O indicador razão entre NIC III e carcinoma invasor foi construído apenas para o período de 2002 até 2005, pois com a mudança da nomenclatura no ano de 2006 as alterações do tipo NIC II passaram a ser somadas às alterações NIC III e denominadas lesões de alto grau. Desta forma, não foi possível desmembrar as lesões de alto grau em NIC II e NIC III. As alterações citológicas compatíveis com HPV podem ser laudadas junto com outras atipias escamosas e por isso a soma das proporções das alterações são superiores a 100%.

Com a nova nomenclatura, em 2006, não é possível laudo discriminativo de HPV, estando esse resultado sob a nova nomenclatura "lesão de baixo grau" junto com as alterações do tipo NIC I.

A qualidade do exame foi analisada por meio da variável adequabilidade da amostra (percentual de amostras insatisfatórias e motivo de insatisfatoriedade), também de acordo com os três grupos etários e regiões. Uma amostra é considerada insatisfatória quando não possui as condições mínimas para leitura da lâmina para o diagnóstico, necessitando a repetição imediata do exame. O indicador foi calculado pelo número de amostras insatisfatórias, dividido pelo total de exames realizados.

A qualidade do exame, na etapa referente à coleta, também pode ser avaliada pela representatividade da zona de transformação e da endocérvice. Entretanto, a análise da representação do epitélio na amostra somente tornou-se possível a partir do segundo semestre de 2006, com a implantação da Nomenclatura Brasileira. Pelo curto período de observação, optou-se por não incluir este dado na análise.

Na análise da adequabilidade da amostra a partir do motivo da insatisfatoriedade, foi realizada a comparação das distribuições percentuais entre os anos de 2002 e 2005 nas regiões do país e o para o de 2006 foi feita apenas a análise entre as regiões. Na Figura 1 são apresentadas as causas de insatisfatoriedade de acordo com os dois períodos analisados.

 

 

A análise dos dados foi feita por meio de estatística descritiva (proporções), com a utilização dos programas TabWin, versão 3.5, e o Excel.

 

Resultados

A razão entre exames citopatológicos e a população alvo tem se mantido relativamente estável após os valores mais altos em 2002, referentes à campanha nacional realizada neste ano.
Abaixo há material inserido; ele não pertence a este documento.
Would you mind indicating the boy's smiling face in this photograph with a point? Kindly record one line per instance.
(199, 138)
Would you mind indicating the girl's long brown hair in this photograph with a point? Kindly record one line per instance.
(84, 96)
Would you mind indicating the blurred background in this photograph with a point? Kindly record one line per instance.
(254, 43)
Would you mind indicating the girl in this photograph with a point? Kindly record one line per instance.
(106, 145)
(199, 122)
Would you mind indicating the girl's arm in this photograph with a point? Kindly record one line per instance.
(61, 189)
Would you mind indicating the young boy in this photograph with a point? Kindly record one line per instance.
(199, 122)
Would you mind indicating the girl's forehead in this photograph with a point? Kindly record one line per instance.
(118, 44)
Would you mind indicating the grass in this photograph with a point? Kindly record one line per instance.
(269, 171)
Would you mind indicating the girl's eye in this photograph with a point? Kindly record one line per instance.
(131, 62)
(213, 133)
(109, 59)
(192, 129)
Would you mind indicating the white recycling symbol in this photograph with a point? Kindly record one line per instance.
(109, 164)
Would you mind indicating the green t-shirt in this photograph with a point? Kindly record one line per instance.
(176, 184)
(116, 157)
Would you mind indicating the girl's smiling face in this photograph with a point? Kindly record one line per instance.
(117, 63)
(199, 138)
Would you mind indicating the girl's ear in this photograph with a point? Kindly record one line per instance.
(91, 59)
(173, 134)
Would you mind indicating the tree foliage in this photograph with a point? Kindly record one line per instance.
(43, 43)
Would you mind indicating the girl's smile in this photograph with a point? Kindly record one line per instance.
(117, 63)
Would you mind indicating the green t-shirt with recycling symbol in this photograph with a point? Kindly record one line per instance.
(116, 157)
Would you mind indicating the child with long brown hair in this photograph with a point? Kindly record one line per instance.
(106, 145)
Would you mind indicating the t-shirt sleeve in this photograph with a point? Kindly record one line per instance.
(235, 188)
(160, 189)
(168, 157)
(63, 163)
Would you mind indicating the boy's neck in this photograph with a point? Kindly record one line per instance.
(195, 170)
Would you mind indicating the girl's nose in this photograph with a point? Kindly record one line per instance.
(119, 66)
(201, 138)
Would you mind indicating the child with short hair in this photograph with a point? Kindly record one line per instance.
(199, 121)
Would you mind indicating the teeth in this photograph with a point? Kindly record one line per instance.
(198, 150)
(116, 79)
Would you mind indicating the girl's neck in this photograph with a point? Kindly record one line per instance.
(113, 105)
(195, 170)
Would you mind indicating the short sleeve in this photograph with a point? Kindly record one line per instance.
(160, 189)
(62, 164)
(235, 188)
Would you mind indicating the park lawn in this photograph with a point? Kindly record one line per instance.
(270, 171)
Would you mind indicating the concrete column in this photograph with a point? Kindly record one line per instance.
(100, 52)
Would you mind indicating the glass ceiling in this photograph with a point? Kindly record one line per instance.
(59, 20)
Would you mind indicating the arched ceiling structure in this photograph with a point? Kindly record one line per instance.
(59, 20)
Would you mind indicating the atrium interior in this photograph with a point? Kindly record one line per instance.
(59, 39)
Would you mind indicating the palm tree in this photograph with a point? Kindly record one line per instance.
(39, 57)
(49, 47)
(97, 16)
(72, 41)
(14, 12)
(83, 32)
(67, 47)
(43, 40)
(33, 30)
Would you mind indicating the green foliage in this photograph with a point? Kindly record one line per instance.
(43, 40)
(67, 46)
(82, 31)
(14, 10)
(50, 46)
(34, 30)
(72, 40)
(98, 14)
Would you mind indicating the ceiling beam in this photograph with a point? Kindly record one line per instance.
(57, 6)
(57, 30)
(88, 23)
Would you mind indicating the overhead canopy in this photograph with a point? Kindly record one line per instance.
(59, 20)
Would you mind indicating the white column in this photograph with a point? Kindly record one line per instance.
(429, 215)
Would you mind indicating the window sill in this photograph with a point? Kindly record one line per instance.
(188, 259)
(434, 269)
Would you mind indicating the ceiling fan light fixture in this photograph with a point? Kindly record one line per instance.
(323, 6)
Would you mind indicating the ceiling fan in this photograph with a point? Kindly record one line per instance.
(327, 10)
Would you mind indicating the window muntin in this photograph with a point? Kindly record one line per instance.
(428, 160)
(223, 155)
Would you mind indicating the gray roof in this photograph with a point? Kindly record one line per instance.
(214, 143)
Como mostra a Tabela 1, a razão média no país em 2006 foi de 0,18 exames/mulher/ano, pouco mais da metade do parâmetro mínimo de 0,3. A região Nordeste teve a maior razão (0,21) e Centro-oeste e Norte as menores (0,14 e 0,13 respectivamente), com destaque para o Pará, cujos valores excessivamente baixos sugerem a existência de problemas no envio das informações.

 

 

Alguns estados se aproximam do parâmetro (RR e RN, 0,29) e o Piauí o supera (0,35). No entanto, embora este dado revele a capacidade da rede estadual de ofertar exames, é preciso que ele seja analisado em conjunto com as variáveis citologia anterior e tempo da citologia anterior para verificação da periodicidade da oferta e o melhor dimensionamento do alcance da população alvo.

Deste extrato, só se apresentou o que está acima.